И ответила без выражения:
– Да.
– В каком смысле «да»?
– Гадость.
Молчание, своего рода тупик неопределенной длины. Они слушали шум волн и, с перерывами, птицу, отлетевшую дальше, – песня теперь звучала тише, но еще отчетливее. Наконец, как она и ожидала, он положил руку ей на плечо. Прикосновение было ласковое, от него по позвоночнику, до самой поясницы растеклось тепло. Она не знала, что думать. Ей не нравилось, что она рассчитывает момент, когда надо будет повернуться к нему, и видела себя его глазами: неловкая и холодная, как ее мать, непонятная, все осложняющая, вместо того чтобы мирно пребывать в раю. Поэтому она должна все упростить. Это ее долг, ее супружеский долг.

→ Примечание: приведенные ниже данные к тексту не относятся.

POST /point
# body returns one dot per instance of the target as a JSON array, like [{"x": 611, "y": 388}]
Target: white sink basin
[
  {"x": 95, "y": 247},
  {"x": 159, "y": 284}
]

Повернувшись, она сразу отступила на шаг – не хотела, чтобы ее поцеловали – во всяком случае, сейчас. Ей нужно было прояснить свои мысли, перед тем как изложить план. Однако они стояли еще близко друг к другу, и в сумраке она все же различала его черты. Может быть, в это время луна у нее за спиной очистилась. Ей показалось, что он смотрит на нее с удивлением – как это часто бывало, когда он хотел сказать ей, что она красивая. Она ему не очень верила, его слова беспокоили ее – он мог хотеть чего-то, чего она никак не могла дать. Эта мысль ее отвлекла, и она не могла перейти к делу. Спросила:
– Соловей поет?
– Черный дрозд.
– Ночью? – Она не могла скрыть разочарование.
– Ему нужна самая лучшая эстрада. Бедняга вынужден трудиться изо всех сил. – И добавил: – Как я.